This is my personal website with links to other Southern and Appalachian writers. Please come back often as the content is regularly updated.
NEW: Listen to my story "Carrion" being read on Lexington, Kentucky's Literary show ACCENTS.
Note: The story is read at the opening, shortly after the introduction, approximately two minutes in.
katerinaklemer.com/audio/accents_120409.mp3.

My novel Lambs of Men will be published by Casperian Books in Fall 2010. Lambs is the story of Hiram Tobit, a Marine returning from the horror of the First World War to seek a new life in his childhood mountain home. The country he discovers, however, is a harbinger of old family resentment and a shocking act of violence as terrible as anything he witnessed on the battlefields of France. Check back for details and a chapter sample.
Appalachian Writing Today
I believe that Appalachian writing is about to come into its maturity. Visit my blog to see my more general thoughts about regionalism and how it has negatively affected writing today, and how we can change it.
Like many other marginalized parts of the world, Appalachia has struggled to define what it is. These mountains are perpetually tugged between two old giants — Place and Culture. As a result, most Literature of Appalachia is concerned with delimiting the context in which it occurs. This anthropological concern makes sense in terms of self-preservation. However, we as Appalachian writers need to consciously move beyond mere regionalism in our work.
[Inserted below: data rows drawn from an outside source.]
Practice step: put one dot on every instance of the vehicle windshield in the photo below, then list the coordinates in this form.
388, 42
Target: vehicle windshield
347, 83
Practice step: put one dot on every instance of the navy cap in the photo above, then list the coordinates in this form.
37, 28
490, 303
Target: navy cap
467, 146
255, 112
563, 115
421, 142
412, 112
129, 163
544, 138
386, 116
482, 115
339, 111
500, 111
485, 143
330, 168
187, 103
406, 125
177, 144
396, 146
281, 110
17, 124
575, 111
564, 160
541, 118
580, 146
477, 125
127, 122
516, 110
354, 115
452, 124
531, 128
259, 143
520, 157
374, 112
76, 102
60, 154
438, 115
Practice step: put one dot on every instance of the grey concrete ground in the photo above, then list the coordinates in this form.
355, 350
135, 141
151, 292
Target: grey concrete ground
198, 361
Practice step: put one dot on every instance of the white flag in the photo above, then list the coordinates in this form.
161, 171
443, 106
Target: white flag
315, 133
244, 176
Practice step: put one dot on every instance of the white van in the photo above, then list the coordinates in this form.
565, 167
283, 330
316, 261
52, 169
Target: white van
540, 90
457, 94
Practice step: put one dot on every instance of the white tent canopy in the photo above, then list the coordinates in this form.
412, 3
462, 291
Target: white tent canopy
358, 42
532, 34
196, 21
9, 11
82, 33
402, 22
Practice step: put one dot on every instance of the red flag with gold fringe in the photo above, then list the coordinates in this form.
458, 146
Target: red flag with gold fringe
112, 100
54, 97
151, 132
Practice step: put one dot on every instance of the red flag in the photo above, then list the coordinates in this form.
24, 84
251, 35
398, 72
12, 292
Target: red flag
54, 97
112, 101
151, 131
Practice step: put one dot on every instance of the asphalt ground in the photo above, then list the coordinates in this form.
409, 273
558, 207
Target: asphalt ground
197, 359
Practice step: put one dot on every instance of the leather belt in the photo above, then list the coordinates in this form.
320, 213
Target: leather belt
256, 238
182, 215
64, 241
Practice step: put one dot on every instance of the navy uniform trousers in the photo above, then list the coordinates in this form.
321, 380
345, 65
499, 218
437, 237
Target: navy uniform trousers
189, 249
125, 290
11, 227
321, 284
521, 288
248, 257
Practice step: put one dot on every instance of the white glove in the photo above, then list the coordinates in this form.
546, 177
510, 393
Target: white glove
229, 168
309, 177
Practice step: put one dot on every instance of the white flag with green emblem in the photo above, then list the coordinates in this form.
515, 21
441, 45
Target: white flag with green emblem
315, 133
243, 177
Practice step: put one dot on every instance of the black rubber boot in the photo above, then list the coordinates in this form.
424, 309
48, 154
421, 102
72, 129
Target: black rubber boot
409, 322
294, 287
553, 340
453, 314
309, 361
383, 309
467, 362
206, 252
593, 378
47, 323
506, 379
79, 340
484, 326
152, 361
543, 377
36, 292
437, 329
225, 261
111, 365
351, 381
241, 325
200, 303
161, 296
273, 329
The touching stories of grandaddy's favorite rocking chair will not earn us recognition as a force to be reckoned with in modern American Letters.
Making the Next Step
We are on the edge of a renaissance of literature. That might sound credulous given the increasing dominance of other forms of media. However, we are trying to sort out who we are as a people and in the process are discovering what a surprisingly diverse and powerful demographic we are. The nature of being Appalachian has undergone a great change within this generation. The world is more permeable, and dated ideas of mountain reclusion are little more than well worn punch lines. The city of Asheville here in Western North Carolina is a perfect example. It hosts a new kind of Appalachian that bears as much authenticity as the iconic mountain men described in Horace Kephart's famous study of the region, Our Southern Highlanders.